A glimpse at patent registrations shows what the future of tobacco harm reduction may look like.
By Stefanie Rossel
Since the first filter cigarette was manufactured in 1934, the cigarette has stayed more or less the same. Despite some tweaks to filters, papers and tobacco blends over the decades, innovation was not exactly the word that came to mind in the context of combustible cigarettes. So it’s little wonder that when the World Health Organization Framework Convention on Tobacco Control (FCTC) was drafted in the late 1990s, its authors could not imagine a future product much different from the familiar tobacco column wrapped in paper. As a consequence, the FCTC makes little to no reference to intellectual property or technology.

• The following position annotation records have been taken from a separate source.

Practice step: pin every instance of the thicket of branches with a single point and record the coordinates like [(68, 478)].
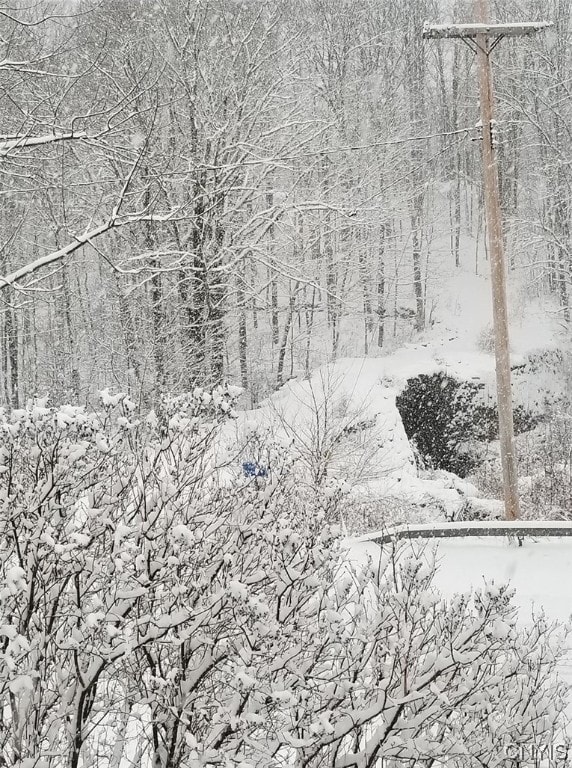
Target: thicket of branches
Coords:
[(150, 613), (207, 189)]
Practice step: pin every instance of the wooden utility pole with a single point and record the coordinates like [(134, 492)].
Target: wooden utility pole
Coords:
[(478, 37)]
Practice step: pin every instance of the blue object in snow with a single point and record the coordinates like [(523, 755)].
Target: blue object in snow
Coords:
[(254, 469)]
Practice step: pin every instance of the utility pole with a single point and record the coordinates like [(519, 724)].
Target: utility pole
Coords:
[(478, 37)]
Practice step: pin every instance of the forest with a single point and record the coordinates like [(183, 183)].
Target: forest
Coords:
[(197, 192), (238, 241)]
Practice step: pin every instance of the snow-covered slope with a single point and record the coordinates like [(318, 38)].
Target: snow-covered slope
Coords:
[(342, 421)]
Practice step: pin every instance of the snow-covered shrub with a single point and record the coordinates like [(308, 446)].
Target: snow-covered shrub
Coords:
[(150, 617)]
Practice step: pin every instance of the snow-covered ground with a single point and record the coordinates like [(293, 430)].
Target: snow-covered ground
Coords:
[(540, 570), (343, 419)]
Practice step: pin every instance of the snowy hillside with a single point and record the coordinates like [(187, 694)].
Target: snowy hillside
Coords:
[(343, 423)]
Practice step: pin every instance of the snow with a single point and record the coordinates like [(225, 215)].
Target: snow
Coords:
[(540, 572)]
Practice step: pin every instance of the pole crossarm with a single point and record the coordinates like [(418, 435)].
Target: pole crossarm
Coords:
[(470, 31)]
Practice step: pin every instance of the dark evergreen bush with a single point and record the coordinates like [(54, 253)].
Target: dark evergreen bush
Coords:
[(443, 417)]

The past two decades have proven the FCTC creators—and many other observers—wrong. While the WHO was trying to cut down tobacco consumption with classic strategies, such as tax hikes, smoking bans and health warnings, a new generation of reduced-risk products, including e-cigarettes and tobacco-heating devices, entered the market. Many of these products bore little resemblance to the combustible cigarette that the FCTC was designed to tackle.
Developed by independent entrepreneurs, the first vapor products surprised the tobacco industry as much as they did their WHO counterparts. After realizing the potential, however, cigarette manufacturers redirected some of their formidable resources at developing the sector, creating a multitude of new reduced-risk technologies.
In recent years, the leading tobacco companies have pumped billions into research and development to offer their customers smoke-free alternatives. Philip Morris International alone had invested $9 billion in R&D by 2019. Median R&D expenses stood at $495 million for the fiscal years ending December 2017 to December 2021. They peaked in December 2021 at $617 million.
BAT has spent more than $2.6 billion on R&D investment since 2012. In a preliminary statement in February 2022, the company said that it had further increased next-generation products investment by £496 million ($653.44 million) in 2021.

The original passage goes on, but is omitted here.